When writing of his subject's death, Mr Stewart's previously lucid narrative suddenly grows cloudy. He seems to be hinting that, because Lawrence was in danger of being recruited by Henry Williamson to the Mosleyite cause, his 'accident' on his motorcycle was in fact a murder — in which (if I have understood him aright) Lord Vansittart may have been in some way implicated. This suggestion I also find wholly incredible.

It was Richard Aldington (a writer overdue for the kind of' revaluation accorded to Ford Madox Ford) who first publicly revealed three important facts about Lawrence: his illegitimacy; his homosexuality; and his mythomania. When Andre Gide read Point Counter Point and saw in it the influence of his own Les Faux-Monnayeurs, he compared Aldous Huxley to a man who 'borrows' your pen and then, when accused of doing so, retorts, 'Certainly not! I woudn't dream of trying to write with anything so cheap and ,crude!' This is how most subsequent writers about Lawrence have treated Aldington.
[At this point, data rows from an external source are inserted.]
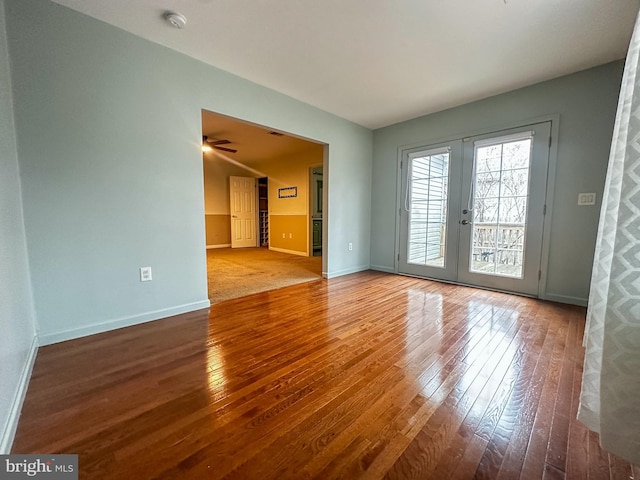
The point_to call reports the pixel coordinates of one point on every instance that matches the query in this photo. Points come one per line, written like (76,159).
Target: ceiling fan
(216,144)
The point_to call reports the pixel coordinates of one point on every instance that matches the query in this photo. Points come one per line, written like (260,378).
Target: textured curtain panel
(610,397)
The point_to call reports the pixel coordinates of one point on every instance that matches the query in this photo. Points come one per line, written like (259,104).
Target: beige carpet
(237,272)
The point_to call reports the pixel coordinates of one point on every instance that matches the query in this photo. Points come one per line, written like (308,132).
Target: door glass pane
(500,197)
(427,186)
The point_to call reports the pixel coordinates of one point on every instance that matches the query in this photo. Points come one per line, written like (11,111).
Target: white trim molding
(109,325)
(582,302)
(347,271)
(291,252)
(9,433)
(222,245)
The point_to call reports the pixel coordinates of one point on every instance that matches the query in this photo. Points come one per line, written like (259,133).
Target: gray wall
(17,322)
(108,129)
(586,103)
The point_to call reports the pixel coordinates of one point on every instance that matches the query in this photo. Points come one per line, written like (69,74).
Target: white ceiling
(254,144)
(378,62)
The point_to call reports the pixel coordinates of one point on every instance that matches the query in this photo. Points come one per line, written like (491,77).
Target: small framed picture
(288,192)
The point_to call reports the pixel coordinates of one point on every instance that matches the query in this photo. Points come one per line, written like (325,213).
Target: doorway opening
(258,215)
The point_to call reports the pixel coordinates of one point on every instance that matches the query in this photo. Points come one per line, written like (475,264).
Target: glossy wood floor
(364,376)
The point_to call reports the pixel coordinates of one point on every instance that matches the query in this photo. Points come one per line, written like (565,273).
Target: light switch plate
(145,274)
(586,199)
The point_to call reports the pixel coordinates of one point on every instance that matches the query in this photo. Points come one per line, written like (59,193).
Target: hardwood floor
(364,376)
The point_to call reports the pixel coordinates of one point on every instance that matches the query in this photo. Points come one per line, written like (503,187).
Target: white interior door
(242,198)
(473,209)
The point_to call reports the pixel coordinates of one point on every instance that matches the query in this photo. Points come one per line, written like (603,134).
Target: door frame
(403,150)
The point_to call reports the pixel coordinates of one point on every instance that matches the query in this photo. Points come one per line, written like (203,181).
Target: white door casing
(472,210)
(242,200)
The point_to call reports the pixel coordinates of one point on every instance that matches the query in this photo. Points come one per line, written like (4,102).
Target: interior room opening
(263,197)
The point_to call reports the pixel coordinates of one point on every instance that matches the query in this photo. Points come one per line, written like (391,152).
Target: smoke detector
(175,19)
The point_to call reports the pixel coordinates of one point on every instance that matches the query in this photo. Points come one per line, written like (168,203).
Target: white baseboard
(345,271)
(121,322)
(6,440)
(291,252)
(382,268)
(222,245)
(582,302)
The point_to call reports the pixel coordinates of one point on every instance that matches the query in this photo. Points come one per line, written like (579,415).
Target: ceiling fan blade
(225,149)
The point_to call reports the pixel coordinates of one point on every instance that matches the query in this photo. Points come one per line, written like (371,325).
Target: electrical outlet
(145,274)
(586,199)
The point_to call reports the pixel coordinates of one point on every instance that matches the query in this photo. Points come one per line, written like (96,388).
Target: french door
(473,209)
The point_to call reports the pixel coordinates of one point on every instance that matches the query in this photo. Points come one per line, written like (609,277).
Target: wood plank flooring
(365,376)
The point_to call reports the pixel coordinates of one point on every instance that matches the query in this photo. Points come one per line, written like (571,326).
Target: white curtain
(610,397)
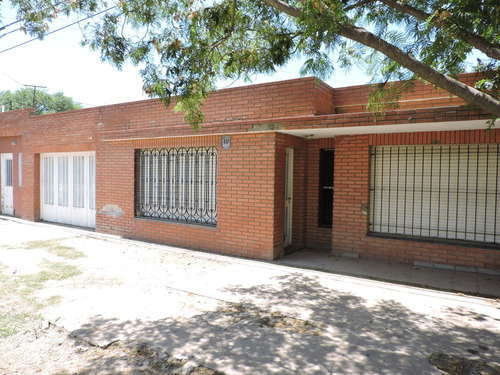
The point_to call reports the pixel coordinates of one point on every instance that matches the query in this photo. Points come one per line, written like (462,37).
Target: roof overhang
(315,133)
Mr Stewart is no exception. Though it is Aldington's Florence of Arabia view that he, in substance, also presents, the only epithets that he uses of that pioneering biography are 'debunking' and 'ungenerous'.

In the Lafcadio Hearn Museum in Matsue in Japan, one prominant showcase contains Hearn 's underwear. Confronted by the undignified spectacle of these ancient vests and pants, shrivelled like autumn leaves, 1 wished that they could be swept away on to some bonfire. I now wish that the pitiable details of Lawrence's sexual life or half-life could be consigned to a similar oblivion. Too much has been written about his algolagnia and it would be good to think that, with this exhaustive, brilliantly composed and vividly written study, we had come to the end. But the official life by Jeremy Wilson is still in preparation. It looks as if the perturbed spirit will still find no rest.